Understanding How University Students Really Use LLMs

Team Members: Dr. Liu Liu, Dr. Gladia Hotan, Olivia, Marcus Yeo

About This Project

Universities are now full of students using Large Language Models (LLMs), to draft and debug, summarize and explore, sometimes to think through problems they once would have wrestled with on their own. How students actually integrate these tools into their academic lives, and how those patterns shift as their relationship with AI matures, is a question that universities have begun to ask but that empirical research has barely begun to answer. This project sets out to answer it not as a snapshot, but as a process unfolding across the arc of a degree.

Research Design

Conducted across the NUS School of Computing, the NUS Faculty of Arts and Social Sciences, and NUS College, the project is longitudinal and deliberately cross-disciplinary. A computer science student debugging Python and a humanities student drafting an essay encounter very different versions of the same technology, and a serious account of student LLM use cannot generalize from one to the other. By following students across these faculties over time, the project traces how initial adoption gives way to settled patterns of use, and how those patterns reshape the way students read, write, and reason.

Methodologically, this research project is built around a dual-stream design. Periodic surveys capture students’ self-reported usage, attitudes, perceived risks, and epistemic habits, while conversation logs collected through ScholAIstic, AICET’s purpose-built learning platform, record what students actually do when they sit down with an AI assistant. Holding these two streams alongside each other, the project moves past what students say about their AI use to examine the questions they pose, the way they frame their requests, and whether they engage critically or accept what they are given.

This combination of longitudinal scope, cross-disciplinary breadth, and behavioural realism puts this project among the few studies positioned to track how a generation of students is learning to live with AI, and how that learning is, in turn, reshaping what it means to study, to write, and to know.

Research Questions

How do LLM usage patterns and attitudes differ across academic disciplines, and what factors drive cross-faculty variation?

To what extent do students’ self-reported LLM behaviours align with their actual usage as captured in conversation logs, and what does this gap reveal?

As students’ patterns of LLM use become entrenched, to what extent does their engagement reflect productive collaboration with AI versus the offloading of cognitive work that university education aims to cultivate?

Methods

Periodic Survey Instruments

Cross-Faculty Comparison

Longitudinal Mixed-Methods Research

Educational Data Mining

Key Contributions

This project makes three intertwined contributions.
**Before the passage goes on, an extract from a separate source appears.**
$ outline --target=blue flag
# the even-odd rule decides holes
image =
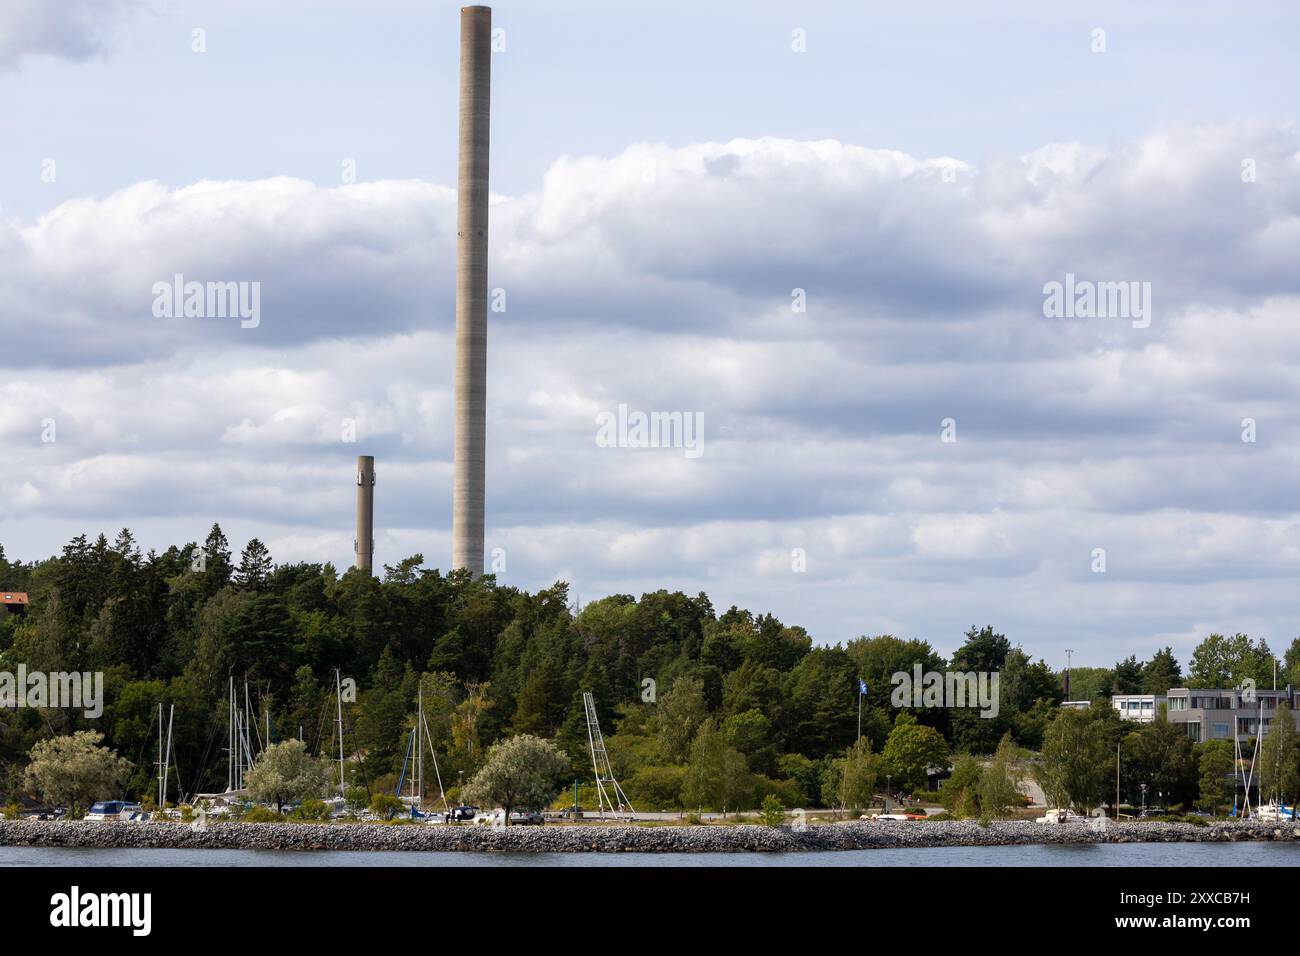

Empirically, it offers one of the few longitudinal, cross-faculty accounts of how university students actually use large language models across the arc of a degree, surfacing patterns of adoption, adaptation, and entrenchment that cross-sectional studies cannot reach. Methodologically, it develops a dual-stream research design that holds students’ self-reported AI practices alongside their observed conversational behaviour, providing a replicable framework for studying a say-do gap that single-method approaches routinely overlook. Theoretically and practically, it lays the groundwork for understanding how the steady integration of AI is reshaping core academic practices, with implications for curriculum, AI literacy, and institutional policy in an era when these decisions are still being made largely without evidence.